Perché il benessere digitale è la medicina necessaria
Il benessere digitale non è una moda, ma una risposta concreta a questa “marcescenza” tecnologica: significa acquisire consapevolezza dell’impatto della tecnologia e imparare a gestirla in modo sano. Ne ho parlato in occasione di Ennesimo Film Festival l’anno scorso e quest’anno in occasione della Giornata della Cittadinanza Digitale.
Ancora una volta un ruolo centrale è rappresentato dalla formazione. Attraverso corsi e attività di affiancamento è possibile ridurre la dipendenza da dispositivi e migliorare la concentrazione. I retreat di disconnessione offrono la possibilità di staccare completamente dagli schermi e riscoprire il valore del tempo offline, favorendo il contatto con sé stessi e gli altri.
Eventi dedicati, come workshop e conferenze, esplorano invece da diverse prospettive le dinamiche legate alla tecnologia e offrono strumenti pratici per bilanciare l’uso dei dispositivi nella vita quotidiana. A volte basta una serata al bar, come in occasione delle “Zero Signal Soirée” che sto organizzando in questi mesi: spazi che offrono l’opportunità per riappropriarsi del proprio tempo e migliorare il benessere mentale e relazionale.
Alle porte del cambiamento?
Nel 2025 il tema del benessere digitale dovrebbe diventare una priorità globale. Sempre più realtà stanno riconoscendo gli effetti negativi di una vita iperconnessa sulla salute mentale, fisica e sociale.
Supportati da studi accademici governi e aziende stanno provando timidamente a promuovere pratiche più equilibrate. Per esempio, alcuni paesi stanno già adottando regolamentazioni per limitare l’uso degli smartphone tra i più giovani, come nel caso dell’Australia. La sfida sarà trovare modalità che permettono un equilibrio tra i benefici della tecnologia e la protezione della salute pubblica.

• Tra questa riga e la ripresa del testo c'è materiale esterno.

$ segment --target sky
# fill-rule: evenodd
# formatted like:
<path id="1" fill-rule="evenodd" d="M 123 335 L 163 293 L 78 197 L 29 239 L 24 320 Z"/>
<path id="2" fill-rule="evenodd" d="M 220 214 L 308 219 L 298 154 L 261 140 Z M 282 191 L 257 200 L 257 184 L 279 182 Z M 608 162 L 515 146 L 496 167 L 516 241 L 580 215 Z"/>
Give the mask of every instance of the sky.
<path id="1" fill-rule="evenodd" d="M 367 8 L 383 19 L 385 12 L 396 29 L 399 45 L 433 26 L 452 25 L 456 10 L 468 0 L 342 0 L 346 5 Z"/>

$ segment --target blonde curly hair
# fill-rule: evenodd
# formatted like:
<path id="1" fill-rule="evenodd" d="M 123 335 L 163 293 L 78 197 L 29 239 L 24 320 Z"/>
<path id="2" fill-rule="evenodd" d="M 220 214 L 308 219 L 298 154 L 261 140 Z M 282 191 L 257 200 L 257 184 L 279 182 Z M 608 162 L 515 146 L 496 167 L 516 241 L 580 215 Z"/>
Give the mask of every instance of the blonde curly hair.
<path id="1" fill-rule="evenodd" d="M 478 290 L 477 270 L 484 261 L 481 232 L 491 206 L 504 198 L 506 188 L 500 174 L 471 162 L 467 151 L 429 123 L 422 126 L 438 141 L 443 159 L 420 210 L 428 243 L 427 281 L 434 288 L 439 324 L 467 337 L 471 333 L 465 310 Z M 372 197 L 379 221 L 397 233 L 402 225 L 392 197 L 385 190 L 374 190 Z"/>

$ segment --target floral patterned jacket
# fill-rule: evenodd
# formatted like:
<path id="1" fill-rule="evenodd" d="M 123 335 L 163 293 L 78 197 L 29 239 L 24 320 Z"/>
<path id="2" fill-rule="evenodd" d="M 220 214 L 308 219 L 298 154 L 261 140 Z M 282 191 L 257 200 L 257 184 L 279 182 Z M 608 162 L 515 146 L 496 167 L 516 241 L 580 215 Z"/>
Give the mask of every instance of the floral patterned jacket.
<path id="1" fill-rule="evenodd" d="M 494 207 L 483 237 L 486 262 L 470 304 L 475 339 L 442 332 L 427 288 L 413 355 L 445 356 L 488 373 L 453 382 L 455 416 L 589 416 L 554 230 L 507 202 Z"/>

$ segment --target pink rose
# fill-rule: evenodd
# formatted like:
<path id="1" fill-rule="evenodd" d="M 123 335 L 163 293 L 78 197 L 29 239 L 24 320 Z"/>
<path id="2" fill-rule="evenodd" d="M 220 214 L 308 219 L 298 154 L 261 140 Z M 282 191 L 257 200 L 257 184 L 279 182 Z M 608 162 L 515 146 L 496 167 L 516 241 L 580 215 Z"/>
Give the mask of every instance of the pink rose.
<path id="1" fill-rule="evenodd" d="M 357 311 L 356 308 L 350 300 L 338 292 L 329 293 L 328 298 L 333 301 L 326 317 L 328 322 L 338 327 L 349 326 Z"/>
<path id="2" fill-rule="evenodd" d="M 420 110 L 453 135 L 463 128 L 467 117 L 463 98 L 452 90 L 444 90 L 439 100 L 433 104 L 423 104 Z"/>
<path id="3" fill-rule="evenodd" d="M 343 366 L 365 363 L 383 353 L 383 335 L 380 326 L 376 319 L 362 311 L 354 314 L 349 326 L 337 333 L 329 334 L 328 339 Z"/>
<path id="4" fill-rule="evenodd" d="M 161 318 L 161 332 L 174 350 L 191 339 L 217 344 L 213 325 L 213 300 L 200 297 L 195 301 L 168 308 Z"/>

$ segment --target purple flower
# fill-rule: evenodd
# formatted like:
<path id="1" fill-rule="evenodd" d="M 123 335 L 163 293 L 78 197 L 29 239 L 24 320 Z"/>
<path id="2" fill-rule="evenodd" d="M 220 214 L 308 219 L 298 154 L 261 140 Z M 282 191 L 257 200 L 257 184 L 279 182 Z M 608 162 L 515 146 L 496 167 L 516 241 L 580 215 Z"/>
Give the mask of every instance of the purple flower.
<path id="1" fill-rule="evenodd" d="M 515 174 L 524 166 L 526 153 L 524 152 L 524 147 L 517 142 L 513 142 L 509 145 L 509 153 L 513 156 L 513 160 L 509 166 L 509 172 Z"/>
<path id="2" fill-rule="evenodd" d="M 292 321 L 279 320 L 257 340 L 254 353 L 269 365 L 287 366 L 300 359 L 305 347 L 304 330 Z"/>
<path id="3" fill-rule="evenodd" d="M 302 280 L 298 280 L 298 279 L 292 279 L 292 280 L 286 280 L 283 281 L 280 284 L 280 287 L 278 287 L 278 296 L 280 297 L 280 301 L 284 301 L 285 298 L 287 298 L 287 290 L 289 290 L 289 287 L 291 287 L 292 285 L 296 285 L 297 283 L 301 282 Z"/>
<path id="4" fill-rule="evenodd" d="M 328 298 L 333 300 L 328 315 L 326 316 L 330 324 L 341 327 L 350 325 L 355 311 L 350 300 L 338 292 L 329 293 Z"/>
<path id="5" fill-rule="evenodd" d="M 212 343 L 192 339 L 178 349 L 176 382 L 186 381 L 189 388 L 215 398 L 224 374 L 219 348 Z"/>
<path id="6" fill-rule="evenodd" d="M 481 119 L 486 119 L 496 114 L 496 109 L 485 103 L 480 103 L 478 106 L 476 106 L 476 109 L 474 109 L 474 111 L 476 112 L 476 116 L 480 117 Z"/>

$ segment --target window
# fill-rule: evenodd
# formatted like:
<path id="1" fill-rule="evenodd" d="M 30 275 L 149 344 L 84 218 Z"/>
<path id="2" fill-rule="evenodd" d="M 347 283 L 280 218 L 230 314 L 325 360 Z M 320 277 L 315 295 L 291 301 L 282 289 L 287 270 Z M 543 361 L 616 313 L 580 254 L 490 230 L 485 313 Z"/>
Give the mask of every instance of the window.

In prima linea per il futuro
Il benessere digitale non è una moda passeggera, ma una necessità per affrontare l’intossicazione tecnologica che caratterizza il nostro presente e futuro. All’inizio occorre un po’ di impegno ma, attraverso strumenti pratici e una maggiore consapevolezza, possiamo trasformare il nostro rapporto con la tecnologia e costruire una vita più equilibrata e soddisfacente.